Jakarta – Publish What You Pay (PWYP) Indonesia selenggarakan Sharing Session with Journalist: Membumikan Narasi Pengarusutamaan Gender Equality, Disability, and Social Inclusion (GEDSI) dalam Transisi Energi Berkeadilan di Indonesia pada 10 Juni 2024 di bilangan Jakarta Pusat. Kegiatan yang dipandu oleh Chitra Regina Apris dari PWYP Indonesia ini, menghadirkan Aris Prasetyo, Jurnalis Senior Kompas, sebagai narasumber. Diskusi ini melibatkan perwakilan dari berbagai organisasi masyarakat sipil (CSO), organisasi hak perempuan (WRO), dan organisasi penyandang disabilitas (DPO) untuk mempertemukan pengetahuan dan pengalaman mereka terkait narasi dan praktik di lapangan dengan dunia media.

Diskusi diawali dengan mengupas isu GEDSI dan Transisi Energi Berkeadilan yang dinilai terlalu teknis bagi orang awam, sehingga memerlukan pendekatan berlebih untuk memudahkan pemahaman dan penerimaan publik. Peserta menceritakan kesulitan dalam membumikan narasi GEDSI dan Transisi Energi; banyak istilah dan bahasa teknis yang sulit menjangkau masyarakat luas, khususnya kelompok rentan; dan menyoroti kesenjangan informasi antara masyarakat dan pemerintah serta tantangan dalam mengintegrasikan isu gender ke dalam rekomendasi kebijakan.
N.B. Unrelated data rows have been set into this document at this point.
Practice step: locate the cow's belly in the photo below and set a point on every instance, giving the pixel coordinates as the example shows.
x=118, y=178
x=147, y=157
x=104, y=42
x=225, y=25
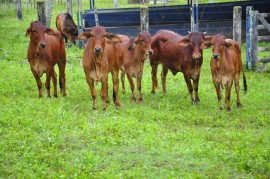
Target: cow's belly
x=40, y=66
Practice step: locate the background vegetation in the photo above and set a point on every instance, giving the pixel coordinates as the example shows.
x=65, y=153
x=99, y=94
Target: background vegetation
x=165, y=136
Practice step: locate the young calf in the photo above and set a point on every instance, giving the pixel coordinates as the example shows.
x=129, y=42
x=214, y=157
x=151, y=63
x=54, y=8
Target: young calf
x=46, y=48
x=100, y=58
x=226, y=65
x=133, y=53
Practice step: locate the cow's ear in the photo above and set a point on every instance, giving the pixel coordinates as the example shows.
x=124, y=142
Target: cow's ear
x=113, y=37
x=28, y=31
x=207, y=42
x=184, y=42
x=49, y=31
x=228, y=44
x=85, y=35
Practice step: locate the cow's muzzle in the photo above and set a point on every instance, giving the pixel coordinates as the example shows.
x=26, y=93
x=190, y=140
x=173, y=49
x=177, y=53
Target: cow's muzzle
x=215, y=56
x=97, y=50
x=150, y=52
x=42, y=45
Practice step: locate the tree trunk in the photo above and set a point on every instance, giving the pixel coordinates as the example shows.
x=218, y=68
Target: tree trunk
x=19, y=10
x=69, y=7
x=49, y=4
x=41, y=11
Aris Prasetyo menjelaskan bahwa isu transisi energi mulai populer di media massa, tetapi perspektifnya masih banyak berpusat pada pelaku bisnis dan pemerintah, belum menjangkau kelompok rentan seperti penyandang disabilitas. Aris menambahkan bahwa CSO memiliki peran besar dalam mengisi kekosongan agregasi kepentingan yang membawa aspirasi dari kelompok perempuan dan penyandang disabilitas. Temuan jajak pendapat Kompas menunjukkan bahwa 56% responden tidak mengetahui pemerintah sedang mengusahakan transisi energi dan 58% tidak mengetahui penyebab pemanasan global. Hal ini mengindikasikan tidak relevannya isu GEDSI maupun Transisi Energi Terbarukan di Indonesia bagi masyarakat. Di satu sisi, 59% responden menilai kebijakan pemerintah terkait transisi energi masih kurang baik.
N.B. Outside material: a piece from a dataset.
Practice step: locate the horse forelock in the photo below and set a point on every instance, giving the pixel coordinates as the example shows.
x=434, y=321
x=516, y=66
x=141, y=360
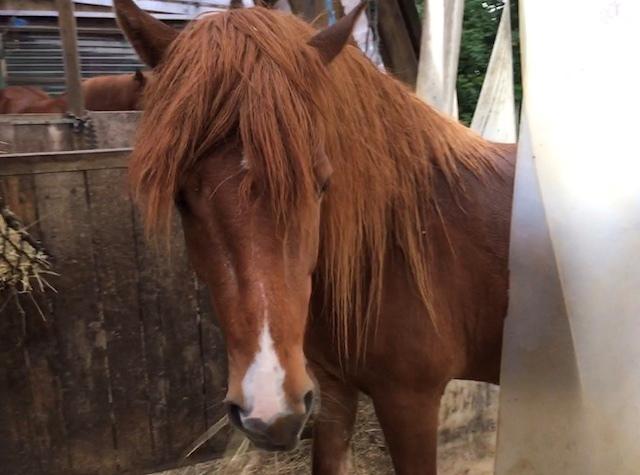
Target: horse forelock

Untuk mendorong pemerintah membumikan narasi pengarusutamaan GEDSI dan Transisi Energi Berkeadilan, diperlukan upaya melibatkan peran Media. Pertama, membangun kemitraan dengan media. Kemitraan ini bisa dilakukan melalui pendekatan informal maupun profesional di berbagai acara dan kesempatan. Kedua, melakukan kampanye publik di media sosial secara konsisten. Konsistensi dalam kampanye publik melalui media sosial akan menghasilkan fidelitas dalam sebuah gerakan. Ketiga, menggunakan cerita yang inspiratif yang dapat menarik perhatian dan dukungan masyarakat serta pemerintah. Keempat, penggunaan data dalam setiap kampanye karena potensinya untuk dapat menguatkan urgensi dari isu yang ingin disorot. Data yang dimaksud adalah data yang langsung merujuk sumber primer. Misalnya mengenai disabilitas, memprioritaskan penyandang disabilitas menjadi sumber utama. Pentingnya fasilitasi suara yang termarjinalkan adalah karena akomodasi terhadap suara tersebut sudah pasti akan mengagregasi kepentingan kelompok yang lainnya sedangkan hal yang sebaliknya tidak.

Upaya membumikan narasi GEDSI dan Transisi Energi Berkelanjutan harus mampu mendisagregasi lensa yang general terhadap kelompok masyarakat tertentu untuk dapat kemudian mengagregasi kepentingan masyarakat secara keseluruhan. Pendekatan yang adaptif dan kolaboratif antara CSO, media, dan pemerintah sangat penting untuk mencapai tujuan ini.

Diskusi partisipatif antara narasumber dan peserta mengidentifikasi tantangan lain, termasuk persaingan antara media mainstream dan media alternatif. Penggunaan bahasa yang mengakomodir perubahan kultural di generasi Z dan media sosial menuntut CSO beradaptasi dan bersaing untuk mengarusutamakan isu-isu yang ingin dipromosikan. Partisipasi aktif di tingkat lokal juga menjadi poin penting yang tidak dapat dilupakan.